The main part of db:drop looks like this:

    task :all => :load_config do
      ActiveRecord::Base.configurations.each_value do |config|
        next unless config['database']
        local_database?(config) do
          drop_database(config)
        end
      end
    end

Similar to create_database, I can write my own drop_database method.

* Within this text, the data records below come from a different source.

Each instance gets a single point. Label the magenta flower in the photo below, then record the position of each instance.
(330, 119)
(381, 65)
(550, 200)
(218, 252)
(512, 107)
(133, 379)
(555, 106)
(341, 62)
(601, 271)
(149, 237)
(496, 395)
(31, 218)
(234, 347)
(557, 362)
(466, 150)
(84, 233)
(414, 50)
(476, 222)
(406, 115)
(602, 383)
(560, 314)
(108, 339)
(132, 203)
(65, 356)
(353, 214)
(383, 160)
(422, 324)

db:migrate looks like this:


  task :migrate => :environment do
    ActiveRecord::Migration.verbose = ENV["VERBOSE"] ? ENV["VERBOSE"] == "true" : true
    ActiveRecord::Migrator.migrate("db/migrate/", ENV["VERSION"] ? ENV["VERSION"].to_i : nil)
    Rake::Task["db:schema:dump"].invoke if ActiveRecord::Base.schema_format == :ruby
  end

So all of them are not difficult, I just need to mock database configuration and reuse some ActiveRecord methods, so I implemented the following Rakefile, I used PostgreSql as an example:

require 'rubygems'
require 'rake'

namespace :db do
  DB_CONFIG = { 'development' => {
                            'database' => 'sample',
                            'adapter' => 'postgresql',
                            'username' => 'phoenix',
                            'password' => '',
                            'host' => 'localhost',
                            'port' => '5432'}
                        }
  task :load_config do
    require 'active_record'
    ActiveRecord::Base.configurations = DB_CONFIG
  end
  
  task :drop => :load_config do
    ActiveRecord::Base.configurations.each_value { |config| drop_database(config) }
  end
  
  task :create => :load_config do
    ActiveRecord::Base.configurations.each_value { |config| create_database(config) }
  end
  
  task :migrate => :load_config do
    ActiveRecord::Base.establish_connection(ActiveRecord::Base.configurations.values.first)
    ActiveRecord::Base.logger = OpenStruct.new(:info => nil)
    ActiveRecord::Migration.verbose = ENV["VERBOSE"] ? ENV["VERBOSE"] == "true" : true
    ActiveRecord::Migrator.migrate("db/migrate/", ENV["VERSION"] ? ENV["VERSION"].to_i : nil)
  end
end

def drop_database(config)
  ActiveRecord::Base.establish_connection(config.merge('database' => 'postgres', 'schema_search_path' => 'public'))
  ActiveRecord::Base.connection.drop_database config['database']
end

def create_database(config)
  encoding = config[:encoding] || ENV['CHARSET'] || 'utf8'
  ActiveRecord::Base.establish_connection(config.merge('database' => 'postgres', 'schema_search_path' => 'public'))
  ActiveRecord::Base.connection.create_database(config['database'], config.merge('encoding' => encoding))
  ActiveRecord::Base.establish_connection(config)
end

I believe those code maybe even simpler if you use Sqlite3. The tricky thing is, you need to mock ActiveRecord::Base.logger ,manually specify database connection info. After that you just need to create db/migrate/ directory and put all your migration files within it. You can create your own generator if you want to generate the migration, but I don’t really need it, rails_generator directory is the right place to take a look if you want to create the generator. So that’s it! Isn’t it simple?